Советник перелистнул несколько документов в папке.
– Командиры первого и второго корпусов отмечают попытки итальянцев организовать противотанковую оборону. Что характерно, именно на направлениях главного удара. Отмечена совершенно нехарактерная для них ранее концентрация противотанковых средств на танкоопасных направлениях, попытки сооружения препятствий, непроходимых для танков. Еще одна особенность – автоматические зенитки и противотанковые ружья размещаются для стрельбы сверху вниз. Пленные на допросах показывают, что такое распоряжение получено из Рима.
– Это не помешало разгрому их правого фланга, пленные начинают превращаться в серьезную проблему – их слишком много.
– Итальянцам не хватило времени и ресурсов. Банально не успели. То, что команда об усилении противотанковой обороны пришла из Рима, а не из Тираны, говорит о том, что немцы поделились с союзниками полученной информацией.
– Кто бы сомневался.
– Коллега, – советник потянулся – мощно, со вкусом, до хруста в суставах – распорядитесь принести чаю, пожалуйста.

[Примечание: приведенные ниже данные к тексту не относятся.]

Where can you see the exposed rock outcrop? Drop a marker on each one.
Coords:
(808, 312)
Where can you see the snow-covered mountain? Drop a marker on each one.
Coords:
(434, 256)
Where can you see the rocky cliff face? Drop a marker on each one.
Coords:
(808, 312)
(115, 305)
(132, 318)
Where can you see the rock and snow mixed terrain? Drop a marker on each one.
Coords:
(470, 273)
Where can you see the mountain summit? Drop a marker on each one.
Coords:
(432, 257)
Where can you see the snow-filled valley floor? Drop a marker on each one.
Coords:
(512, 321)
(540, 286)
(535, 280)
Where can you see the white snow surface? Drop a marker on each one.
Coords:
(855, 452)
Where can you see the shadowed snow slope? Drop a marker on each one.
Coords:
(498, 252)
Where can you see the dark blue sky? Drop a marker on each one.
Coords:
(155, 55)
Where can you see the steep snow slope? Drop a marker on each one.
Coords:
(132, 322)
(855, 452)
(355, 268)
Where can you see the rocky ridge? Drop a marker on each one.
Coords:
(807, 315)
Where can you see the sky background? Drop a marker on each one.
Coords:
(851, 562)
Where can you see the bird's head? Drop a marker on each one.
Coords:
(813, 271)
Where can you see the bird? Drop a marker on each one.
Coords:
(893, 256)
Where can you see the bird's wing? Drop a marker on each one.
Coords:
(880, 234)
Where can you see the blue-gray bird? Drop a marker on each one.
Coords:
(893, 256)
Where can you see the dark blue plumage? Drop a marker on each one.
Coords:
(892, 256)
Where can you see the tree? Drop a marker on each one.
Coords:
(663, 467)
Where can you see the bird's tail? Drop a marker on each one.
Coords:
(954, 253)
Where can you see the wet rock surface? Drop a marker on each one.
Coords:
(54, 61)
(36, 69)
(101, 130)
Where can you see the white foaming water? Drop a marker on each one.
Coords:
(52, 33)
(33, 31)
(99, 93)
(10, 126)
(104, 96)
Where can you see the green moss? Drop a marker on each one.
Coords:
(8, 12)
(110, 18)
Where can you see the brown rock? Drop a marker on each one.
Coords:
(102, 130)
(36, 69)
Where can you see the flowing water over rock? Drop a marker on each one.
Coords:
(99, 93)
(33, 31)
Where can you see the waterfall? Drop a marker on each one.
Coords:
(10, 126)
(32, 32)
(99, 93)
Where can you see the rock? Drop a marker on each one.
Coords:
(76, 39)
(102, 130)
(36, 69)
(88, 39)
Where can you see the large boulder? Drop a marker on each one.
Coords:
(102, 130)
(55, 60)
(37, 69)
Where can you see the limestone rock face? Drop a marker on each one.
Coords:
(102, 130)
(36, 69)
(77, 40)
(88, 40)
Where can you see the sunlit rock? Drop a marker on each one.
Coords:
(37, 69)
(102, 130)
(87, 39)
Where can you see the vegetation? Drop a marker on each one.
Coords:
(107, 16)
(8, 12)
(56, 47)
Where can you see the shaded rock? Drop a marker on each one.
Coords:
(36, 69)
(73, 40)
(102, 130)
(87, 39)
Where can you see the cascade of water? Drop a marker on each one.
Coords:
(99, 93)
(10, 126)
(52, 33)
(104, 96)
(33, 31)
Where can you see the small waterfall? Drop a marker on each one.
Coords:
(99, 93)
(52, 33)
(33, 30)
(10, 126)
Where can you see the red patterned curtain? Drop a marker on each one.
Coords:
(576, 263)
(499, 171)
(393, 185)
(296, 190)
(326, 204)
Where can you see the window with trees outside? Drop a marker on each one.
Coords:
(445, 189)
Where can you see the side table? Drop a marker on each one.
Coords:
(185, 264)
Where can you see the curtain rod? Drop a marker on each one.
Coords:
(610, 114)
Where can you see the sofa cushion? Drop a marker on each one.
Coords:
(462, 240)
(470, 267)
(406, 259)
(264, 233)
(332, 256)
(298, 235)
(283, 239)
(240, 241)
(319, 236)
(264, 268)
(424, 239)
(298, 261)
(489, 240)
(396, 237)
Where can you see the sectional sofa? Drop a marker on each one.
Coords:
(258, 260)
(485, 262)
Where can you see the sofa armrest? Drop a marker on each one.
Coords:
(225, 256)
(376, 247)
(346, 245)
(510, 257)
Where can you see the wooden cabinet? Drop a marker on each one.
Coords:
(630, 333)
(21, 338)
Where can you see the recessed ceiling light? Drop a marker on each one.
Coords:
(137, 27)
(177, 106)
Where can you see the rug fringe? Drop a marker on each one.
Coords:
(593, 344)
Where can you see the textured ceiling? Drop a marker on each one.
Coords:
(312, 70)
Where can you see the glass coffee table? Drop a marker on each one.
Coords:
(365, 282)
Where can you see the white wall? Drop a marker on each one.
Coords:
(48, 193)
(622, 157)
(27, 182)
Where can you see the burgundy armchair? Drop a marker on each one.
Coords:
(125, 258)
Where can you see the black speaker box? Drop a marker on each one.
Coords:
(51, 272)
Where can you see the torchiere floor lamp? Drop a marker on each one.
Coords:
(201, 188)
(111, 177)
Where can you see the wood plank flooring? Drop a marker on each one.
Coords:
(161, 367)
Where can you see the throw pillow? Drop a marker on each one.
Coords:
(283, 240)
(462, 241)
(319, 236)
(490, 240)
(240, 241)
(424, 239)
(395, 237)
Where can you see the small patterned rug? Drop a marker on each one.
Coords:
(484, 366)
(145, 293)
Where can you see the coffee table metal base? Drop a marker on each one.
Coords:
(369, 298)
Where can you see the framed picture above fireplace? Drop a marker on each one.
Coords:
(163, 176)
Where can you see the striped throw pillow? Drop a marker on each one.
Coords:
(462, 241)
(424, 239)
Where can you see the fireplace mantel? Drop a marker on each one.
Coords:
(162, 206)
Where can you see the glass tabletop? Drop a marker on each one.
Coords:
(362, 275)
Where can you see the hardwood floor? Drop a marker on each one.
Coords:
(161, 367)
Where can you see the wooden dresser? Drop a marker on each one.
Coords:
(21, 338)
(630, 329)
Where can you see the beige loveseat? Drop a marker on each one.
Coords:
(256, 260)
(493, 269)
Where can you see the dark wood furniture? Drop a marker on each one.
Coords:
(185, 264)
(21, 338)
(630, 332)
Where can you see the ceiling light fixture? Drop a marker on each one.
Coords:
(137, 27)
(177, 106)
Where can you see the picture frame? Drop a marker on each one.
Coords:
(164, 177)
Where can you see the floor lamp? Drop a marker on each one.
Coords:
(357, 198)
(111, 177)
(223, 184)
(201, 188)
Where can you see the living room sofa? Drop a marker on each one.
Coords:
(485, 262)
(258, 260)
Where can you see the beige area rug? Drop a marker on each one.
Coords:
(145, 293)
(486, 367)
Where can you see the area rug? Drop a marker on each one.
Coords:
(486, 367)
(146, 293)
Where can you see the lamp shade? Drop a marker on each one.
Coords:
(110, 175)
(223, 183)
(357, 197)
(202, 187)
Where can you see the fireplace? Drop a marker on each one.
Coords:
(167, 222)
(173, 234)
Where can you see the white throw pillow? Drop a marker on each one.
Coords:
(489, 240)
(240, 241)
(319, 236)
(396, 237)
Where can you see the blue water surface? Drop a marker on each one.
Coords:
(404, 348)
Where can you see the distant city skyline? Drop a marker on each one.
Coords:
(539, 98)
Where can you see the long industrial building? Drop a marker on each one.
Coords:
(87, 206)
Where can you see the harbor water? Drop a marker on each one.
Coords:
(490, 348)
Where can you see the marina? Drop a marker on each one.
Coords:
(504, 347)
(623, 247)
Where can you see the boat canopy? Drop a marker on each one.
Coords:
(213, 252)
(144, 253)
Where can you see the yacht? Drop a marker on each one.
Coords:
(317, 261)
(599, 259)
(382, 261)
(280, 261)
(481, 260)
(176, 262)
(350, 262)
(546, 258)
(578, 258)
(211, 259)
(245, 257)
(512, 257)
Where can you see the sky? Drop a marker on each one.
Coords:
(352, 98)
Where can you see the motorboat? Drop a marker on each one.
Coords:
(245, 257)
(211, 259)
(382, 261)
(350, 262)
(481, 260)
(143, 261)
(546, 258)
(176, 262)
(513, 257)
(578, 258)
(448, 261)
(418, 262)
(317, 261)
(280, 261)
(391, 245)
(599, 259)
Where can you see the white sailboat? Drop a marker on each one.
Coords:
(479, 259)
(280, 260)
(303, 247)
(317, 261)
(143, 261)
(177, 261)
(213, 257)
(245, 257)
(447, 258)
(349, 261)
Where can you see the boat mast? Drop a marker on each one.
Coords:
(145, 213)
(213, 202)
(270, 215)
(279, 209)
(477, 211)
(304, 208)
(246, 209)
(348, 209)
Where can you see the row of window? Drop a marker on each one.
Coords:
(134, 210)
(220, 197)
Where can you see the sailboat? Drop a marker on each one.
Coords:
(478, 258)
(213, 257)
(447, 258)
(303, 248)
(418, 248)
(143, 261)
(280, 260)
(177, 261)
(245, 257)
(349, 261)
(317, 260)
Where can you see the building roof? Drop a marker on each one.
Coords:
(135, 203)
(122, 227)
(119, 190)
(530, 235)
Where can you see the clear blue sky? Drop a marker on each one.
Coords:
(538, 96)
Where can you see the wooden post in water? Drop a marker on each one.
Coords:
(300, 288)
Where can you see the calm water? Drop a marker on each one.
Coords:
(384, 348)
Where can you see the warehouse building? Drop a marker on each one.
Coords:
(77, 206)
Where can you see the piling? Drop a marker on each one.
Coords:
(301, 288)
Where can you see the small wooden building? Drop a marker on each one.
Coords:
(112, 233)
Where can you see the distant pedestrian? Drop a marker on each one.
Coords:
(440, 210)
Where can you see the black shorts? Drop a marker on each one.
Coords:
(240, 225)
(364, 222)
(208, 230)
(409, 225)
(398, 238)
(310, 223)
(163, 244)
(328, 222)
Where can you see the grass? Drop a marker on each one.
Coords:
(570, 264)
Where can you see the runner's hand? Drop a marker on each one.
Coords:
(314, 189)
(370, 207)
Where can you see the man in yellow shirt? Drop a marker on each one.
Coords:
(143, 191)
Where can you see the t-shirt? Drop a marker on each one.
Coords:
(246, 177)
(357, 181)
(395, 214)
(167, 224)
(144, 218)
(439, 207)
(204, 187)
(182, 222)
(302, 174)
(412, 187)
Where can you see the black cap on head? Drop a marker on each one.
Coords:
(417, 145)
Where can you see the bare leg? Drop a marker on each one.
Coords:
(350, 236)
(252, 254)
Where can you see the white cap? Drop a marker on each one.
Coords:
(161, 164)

Грек улыбнулся – его советский помощник никогда не командует в управлении сам, даже в мелочах. Удивительное чувство такта у бывшего грузчика и карателя.
Когда советник отхлебнул из чашки и откинулся на спинку стула, продолжил:
– Сам генерал безвылазно находится в Корче.
– Не слишком ли далеко от фронта?
– Ему виднее, командир он все-таки хороший. Жаль, что с гнильцой. Вчера его адъютант был в столице, навещал родственников. День ангела двоюродной сестры. Торжество скромное, в кругу семьи, никого лишнего – братья, сестры, дядья и один из секретарей германской миссии.